The new and in-depth look at Fawzi al-Qawuqji`s personality makes the Leila Parsons` book an important read for anyone interested in the events of the collapse of the Ottoman Empire and the subsequent turmoil in the Middle East that is still felt today.
The author speaks by the words of then personalities and presents the events through the local perspective - something that is missing from many other books on the subject. No general conclusions have been made - the reader is left to follow the story and chapters of the book.
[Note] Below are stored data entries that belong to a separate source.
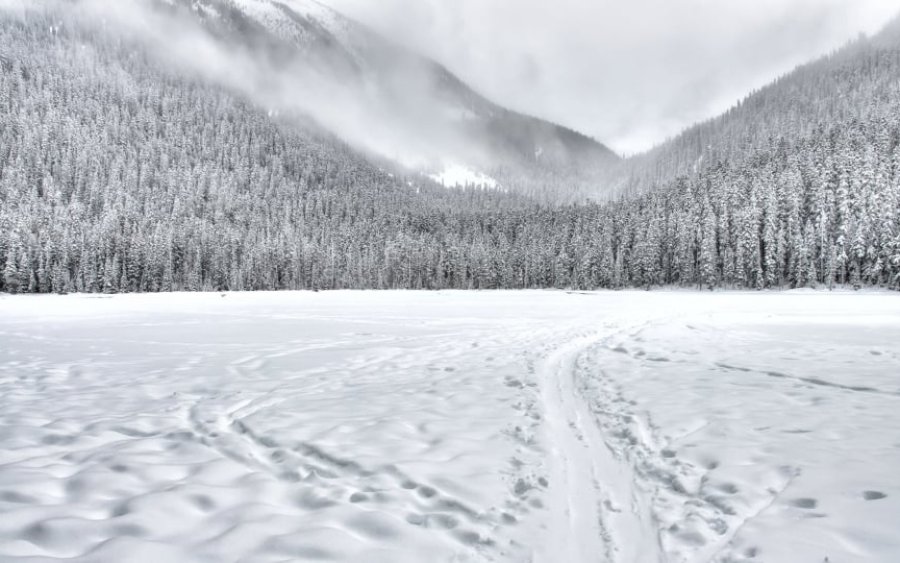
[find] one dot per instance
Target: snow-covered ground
(519, 426)
(456, 175)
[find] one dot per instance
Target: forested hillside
(120, 174)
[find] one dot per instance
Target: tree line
(119, 175)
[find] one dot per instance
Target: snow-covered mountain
(453, 125)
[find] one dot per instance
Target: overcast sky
(629, 72)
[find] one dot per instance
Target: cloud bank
(629, 73)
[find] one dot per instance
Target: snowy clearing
(399, 426)
(458, 176)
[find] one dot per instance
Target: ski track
(510, 439)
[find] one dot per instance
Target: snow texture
(444, 426)
(456, 175)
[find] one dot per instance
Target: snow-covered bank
(401, 426)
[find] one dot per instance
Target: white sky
(629, 72)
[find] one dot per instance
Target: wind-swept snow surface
(521, 426)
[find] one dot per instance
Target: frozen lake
(450, 426)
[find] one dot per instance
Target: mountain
(449, 123)
(855, 84)
(194, 148)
Interesting subject matter turned into a badly padded account of a fascinating life, with curious lack of balance between sections on individual segments of al-Qawuqji's life. His role in commanding Arab forces in Palestine in 1948, for instance, is barely sketched in, despite appearances to the contrary.
Paints a picture of what wwI/interwar period/wwII looked like in the Middle East which is helpful. I don’t read a lot of history books but I wanted to and this one is thankfully short and didn’t read like a textbook. I’m always scared when I write little reviews for these kind of books because they all have like 7 reviews.
Very interesting perspective of the Israeli-Arab conflicts during and after British Withdrawal from Palestine, from the perspective of a military commander serving the Palestinian cause.
I read this book for class, but I relished reading it. The book is very insightful into better understanding the Arab struggle. The dramatic interpersonal relationship, his cult-like personality and following, and humorous anecdotes make the book that more compelling.
This is an excellent book. Parsons took the life of one man and showed how it weaved with countless Arab anti-colonial revolutions and revolts. This is an entirely humanizing and very fascinating angle to studying Middle East history during the first half of the twentieth century. By using only Arab sources, The Commander gives an excellent tour of anti-colonial movements that also is also anti-colonial in its source material. I think this is particularly noteworthy because it shows a way to engage and study history that is not solely reliant on colonial sources.
Another great thing about this text, is that it was written so it could be consumed and enjoyed by both academics and laymen. Not all academics do this. A+, y’all
I started Parson's book and than set it aside for a few weeks. Took me a while to get into it because while a good thistory of the time and place, Parson's didn't give me a sense of al-Qawuqji as a man that would have held me on with her book. Extensive notes on sources that did inspire me to study more on the 1948 war and the personalities involved on the Arab side. Worth reading if you want to understand roots of today's Middle East and how completely different the times have become.